Шелковые чулки приятно холодили ноги, которые сразу же сделались гораздо стройнее.
— Передай мастерице Монтегю, что я восхищена ее работой.
— Я так и знала, что вашему величеству понравится. Я заказала еще целую дюжину.
— Вот и умница.
— Я не слишком рисковала, — пожала плечами Кэт. — Если бы вашему величеству шелковые чулки не понравились, их моментально перекупили бы другие дамы.
Кэт перешла к следующей теме — стала пересказывать, что поговаривают в городе о моих женихах.
— Люди рады, что вы поставили на место Испанца, а больше всего народу хочется, чтобы вы вышли замуж за кого-нибудь из англичан. Многие сокрушаются, что лорд Роберт уже женат.
Я с загадочным видом улыбнулась. Стало быть, лондонцы думают, что Роберт Дадли, будь он холост, мог бы стать моим мужем. Очень интересно.
Явился Уильям Сесил, весьма встревоженный и озабоченный. Он сообщил, что Филипп Испанский обручился с сестрой короля Франции.
— Теперь Франция и Испания объединяются, — сказал Сесил. — Не будем забывать, что король Французский уже объявил свою невестку Марию Стюарт истинной наследницей английского престола. Наши самые могущественные враги отныне примирились между собой.
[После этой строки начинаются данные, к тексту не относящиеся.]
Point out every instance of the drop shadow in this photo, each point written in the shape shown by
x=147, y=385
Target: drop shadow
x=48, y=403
— И все же я правильно сделала, что не согласилась стать супругой Испанца. Ведь именно из-за него народ невзлюбил мою сестру.
С этим Сесил спорить не стал.
— А союз между Францией и Испанией — последствие моего отказа, — продолжила я.
— Все это так, — вздохнул Сесил, — но теперь мы остались в окружении могущественных врагов. Нужно, чтобы вы, ваше величество, как можно скорее нашли себе супруга. Если родится наследник, ваше положение укрепится.
— Мой дорогой Сесил, у меня прекрасные министры, которым я доверяю. Меня любит народ. Если Господь не оставит меня, бояться нечего — никакие враги нам не страшны.
— Ваше величество, вы проявляете мудрость, какую редко встретишь в ваши молодые годы. Народ действительно поддерживает вас так же, как поддерживал вашего отца. К сожалению, ни вашему брату, ни вашей сестре добиться этого не удалось. Я знаю, что у вас хватит мудрости и мужества, чтобы преодолеть любые напасти, но все же будет лучше, если вы выйдете замуж и дадите стране наследника.
— Дорогой Сесил, вы знаете, что я обдумываю этот вопрос.
— Хорошо бы, ваше величество, чтобы вы уже кончили его обдумывать и приняли решение.
— Брак, Сесил, — это материя, требующая зрелого размышления, ведь неудачный брачный союз приводит к несчастью. Мне рассказывали о мезальянсе нашей герцогини Саффолк. Забавно: столь гордая дама вышла замуж за своего конюшего.
— Влюбленные женщины обычно не задумываются о последствиях своих поступков. Но я вас понял. Вы не хотите, чтобы герцогиня заявила, будто вы ей завидуете и хотите последовать ее примеру.
Мое лицо залилось краской, я не сразу нашлась, что ответить. Неужели моя любовь к Роберту до такой степени очевидна?
Сесил вопросительно смотрел на меня. Я хотела устроить ему нагоняй за то, что он слушает сплетни и осмеливается дерзить королеве, но мудрая моя половина велела помалкивать, ведь от Сесила мне нужны были честность и прямота. Кроме того, как я отлично знала, Сесил лукавить и кривить душой не способен. Если заставить его вести себя иначе, он просто покинет мою службу — такой уж он человек.
Поэтому я пожала плечами и ничего не сказала.